The volatility in markets this year has been a boon for those banks still with big capital markets or trading operations.
For example, Wells Fargo is much more of a player on Main Street than on Wall Street, so its comparatively small capital markets division was not enough to make up for expected big loan losses.
By contrast, JP Morgan’s problems in consumer and SME lending were partly compensated for by record trading revenues, with bond trading alone generating some $7.3bn (£5.7bn) worth of revenues.
To that end, the two big winners from this reporting season have been Morgan Stanley and Goldman Sachs.
The former reported a record quarterly profit today, with earnings rising by 45% to $3.2bn (£2.5bn), helped by a 68% rise in trading revenues.

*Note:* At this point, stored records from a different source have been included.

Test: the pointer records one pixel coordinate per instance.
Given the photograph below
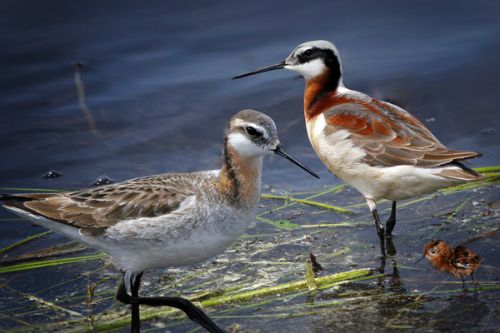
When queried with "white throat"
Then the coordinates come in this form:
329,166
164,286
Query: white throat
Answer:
310,69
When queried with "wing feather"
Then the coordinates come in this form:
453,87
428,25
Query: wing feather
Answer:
96,209
389,135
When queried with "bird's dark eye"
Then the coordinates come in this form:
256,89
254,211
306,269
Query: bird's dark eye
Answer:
307,53
252,131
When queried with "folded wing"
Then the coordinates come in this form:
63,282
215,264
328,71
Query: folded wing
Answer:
389,135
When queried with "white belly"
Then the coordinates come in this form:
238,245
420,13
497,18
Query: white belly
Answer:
149,243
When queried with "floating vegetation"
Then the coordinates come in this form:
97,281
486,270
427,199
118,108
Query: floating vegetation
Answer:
267,280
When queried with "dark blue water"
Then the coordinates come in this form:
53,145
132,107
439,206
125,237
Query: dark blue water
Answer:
158,91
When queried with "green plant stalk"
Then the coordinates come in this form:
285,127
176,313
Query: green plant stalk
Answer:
112,322
495,168
23,241
308,202
311,282
280,224
49,263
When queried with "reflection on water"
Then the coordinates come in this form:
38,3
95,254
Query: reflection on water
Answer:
101,88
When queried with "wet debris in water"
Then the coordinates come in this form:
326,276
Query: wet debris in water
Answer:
316,266
103,180
52,174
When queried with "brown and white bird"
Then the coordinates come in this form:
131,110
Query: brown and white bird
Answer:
459,261
166,220
376,147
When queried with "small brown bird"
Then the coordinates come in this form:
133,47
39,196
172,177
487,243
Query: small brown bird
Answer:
459,261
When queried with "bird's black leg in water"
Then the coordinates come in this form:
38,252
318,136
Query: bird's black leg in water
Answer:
380,231
135,325
193,312
391,222
124,297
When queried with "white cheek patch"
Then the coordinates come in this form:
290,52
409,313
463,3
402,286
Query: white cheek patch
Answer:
310,69
244,146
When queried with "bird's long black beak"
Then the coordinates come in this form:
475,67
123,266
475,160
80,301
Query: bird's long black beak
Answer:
262,70
279,151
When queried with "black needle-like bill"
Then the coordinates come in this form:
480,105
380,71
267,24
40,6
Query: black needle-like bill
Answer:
262,70
279,151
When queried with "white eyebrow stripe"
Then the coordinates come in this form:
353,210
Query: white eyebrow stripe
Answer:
242,123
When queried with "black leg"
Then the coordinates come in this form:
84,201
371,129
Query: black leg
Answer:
391,222
380,231
193,312
135,283
389,246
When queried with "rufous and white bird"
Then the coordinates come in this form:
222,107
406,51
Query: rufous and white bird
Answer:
374,146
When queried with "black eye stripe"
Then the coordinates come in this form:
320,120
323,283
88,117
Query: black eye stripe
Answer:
252,131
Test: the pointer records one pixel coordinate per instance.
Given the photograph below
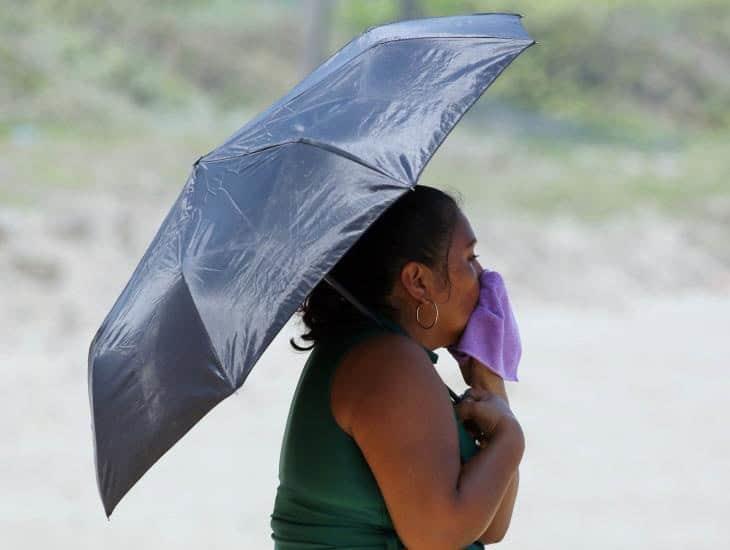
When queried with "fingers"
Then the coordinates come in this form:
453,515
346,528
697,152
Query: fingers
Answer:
476,394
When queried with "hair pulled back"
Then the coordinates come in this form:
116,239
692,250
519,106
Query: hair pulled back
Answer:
418,226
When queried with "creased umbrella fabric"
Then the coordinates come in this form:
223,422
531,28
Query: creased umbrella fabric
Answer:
264,217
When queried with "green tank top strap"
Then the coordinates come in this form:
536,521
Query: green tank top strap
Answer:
327,496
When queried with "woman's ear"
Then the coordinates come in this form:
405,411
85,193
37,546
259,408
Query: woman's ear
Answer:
415,280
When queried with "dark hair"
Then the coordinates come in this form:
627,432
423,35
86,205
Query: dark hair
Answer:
418,226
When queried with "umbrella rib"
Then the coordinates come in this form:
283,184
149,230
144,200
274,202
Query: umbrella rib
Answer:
318,144
388,41
207,334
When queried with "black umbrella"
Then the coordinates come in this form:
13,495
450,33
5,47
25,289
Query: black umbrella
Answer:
265,216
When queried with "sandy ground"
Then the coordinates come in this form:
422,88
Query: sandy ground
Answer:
623,377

Goldman, meanwhile, enjoyed its best trading quarter in a decade and profits that exceeded analyst expectations.
These developments represent a reverse of what has been seen during the last decade.
Following the financial crisis, US financial watchdogs tightened regulation of activities like trading, while a lack of volatility in markets also ensured they were less lucrative.
At the same time, with incomes rising and employment booming, it proved a profitable time for lenders exposed to Main Street.
In response, institutions like Goldman have sought to become more bank-like, for example by taking deposits from retail customers.
So it is deeply ironic that, after spending a decade trying to evolve with the times, it and Morgan Stanley are now seeing their more traditional activities thriving.